また、賃貸の場合、大事なのは建築構造だけではありません。
木造アパートの失敗しない物件の選び方や、自分で出来る防音対策をご紹介します。
木造アパートは他の建築構造に比べて音が響きやすい?
建築構造は、柱や梁などが何で建築されているかによって分類されます。
大きく分けると3種類あり、木造、(軽量、重量)鉄骨造、鉄筋コンクリート造です。
これを音の響きやすさで比較すると次のようになります。
木造>(軽量、重量)鉄骨造>鉄筋コンクリート造
しかし、壁がコンクリートの鉄筋コンクリート造の遮音性が最も高いのは変わりませんが、実は木造と(軽量、重量)鉄骨造の間にはそれほど遮音性に差はありません。
建物の遮音性というのは、建築構造よりも壁や床の素材や厚み、防音材の使用の有無などによって大きく左右されます。

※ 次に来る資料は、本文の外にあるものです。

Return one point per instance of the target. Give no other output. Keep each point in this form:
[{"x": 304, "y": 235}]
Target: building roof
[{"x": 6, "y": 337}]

さらに、アパートなどの賃貸物件の場合は集合住宅になるので、
・その物件に防音対策がされているか
・隣接部屋との間取りの関係
・他の住人の生活環境やマナー
・近隣地域の環境(交通量など)
などの条件の方が重要になってきます。
同じ木造アパートでも遮音性は違う
前述したように、遮音性は建築構造以外の要素によっても大きく変わってきます。
よって、同じ木造アパートでも遮音性の高いものと低いものが存在します。
まずは、壁や床の厚みや素材です。
当然、厚みのある方が音を遮断出来ますし、壁や床の中の空洞に遮音材(グラスウール、ロックウール)などを使用している物件の方が遮音性は高くなります。
また、外からの音を遮断するためには窓のサッシも大切です。
サッシが防音サッシや二重になっているものが良いでしょう。
ただし、分譲マンションならまだしも、賃貸アパートでこれらの防音対策がすべて施されている物件はあまりありません。
しかし、古い木造アパートよりも築年数の浅い木造アパートの方が、防音対策を重視しているものは多いです。
物件探しの際には不動産会社に訪ねてみて下さい。
賃貸アパートで音を気にするなら間取りも大切
賃貸物件を探す上で、確認しておきたいのが間取りです。
上下の部屋、隣の部屋とどのように接しているか、間取り一つで生活音の聞こえ方は全く違ってきます。
なるべくお互いの生活空間の距離が離れている方が、生活音は聞こえにくくなります。
例えば、隣の部屋とリビングの間にクローゼットが配置されていれば、挟まれたクローゼットが音を遮り、距離も離れるので防音対策になるでしょう。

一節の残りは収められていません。